- Single cover

Single by Brussels Sound Revolution
- Released: 1989
- Genre: New beat
- Length: 3:19
- Label: Sound Of Belgium (Belgium) Surf (France)
- Songwriter: Paul Delnoy
- Producer: Godzilla

= Qui...? =

1988 single by Brussels Sound Revolution

"Qui…?" (Translation: "Who…?") is a 1989 Belgian novelty song hit by the new beat band Brussels Sound Revolution. It features samples of the speech Belgian former Prime Minister Paul Vanden Boeynants gave after he had been kidnapped by the gang of Patrick Haemers that same year. It was a hit on both sides of the Belgian language border. In Flanders, Belgium it reached the 28th place in the Radio 2 hitparade at the time for one week.

==History==

Brussels Sound Revolution was a project by Paul Delnoy, the former bass player of the bands Marine, Snowy Red and La Muerte, and producer Jacky Maurer. The group released one single, Qui...? based on the kidnapping of Paul Vanden Boeynants on January 14, 1989. After a month, on February 13, the kidnappers, Patrick Haemers, Philippe Lacroix, Kapllan Murat, Marc Van Dam and Denise Tyack were arrested and Vanden Boeynants was freed without severe harm. He organized a press conference where he explained what happened during his kidnapping, mentioning that he was angry when his trademark pipe had been stolen, leading to the question: Qui m'a enlevé ma pipe? (Who has taken my pipe?). Denoy and Maurer felt it would be funny to sample parts of Vanden Boeynants' speech and make a song about it in the style of the internationally popular new beat genre. They named their group Brussels Sound Revolution, which shared the same initials as the Brigade Spéciales de Recherche, the police corps who arrested the criminals. The song was called Qui...?, after the recurring refrain. It became a hit in Belgium, received its own music video and sold over 50.000 copies. Vanden Boeynants let the song be, but still asked publicity rights through his lawyer.
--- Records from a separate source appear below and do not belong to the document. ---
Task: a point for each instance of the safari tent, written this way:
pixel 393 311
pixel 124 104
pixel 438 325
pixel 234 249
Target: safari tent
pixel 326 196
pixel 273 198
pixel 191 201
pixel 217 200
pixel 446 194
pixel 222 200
Brussels Sound Revolution also recorded a song called C'est Moi, which sampled parts of Patrick Haemers' press conference speech, but this was no success.

==Music video==

The song received a music video in which a look-a-like of Vanden Boeynants with a bandaged head, sunglasses, pipe clenched between his lips and dressed in a raincoat dances along to the beat. The video also features point-of-view shots of a pipe travelling through the city. In one scene the kidnapping itself is spoofed with toy characters arriving by toy car, beating up another toy character and taking him along with them in the vehicle.

==Similar versions==

A group named Boucherie Le Touquet, named after Vanden Boeynants' butcher shop, also released a single in 1989 based on samples from the same press conference: Ferme ta gueule (Shut your face), but this wasn’t a success.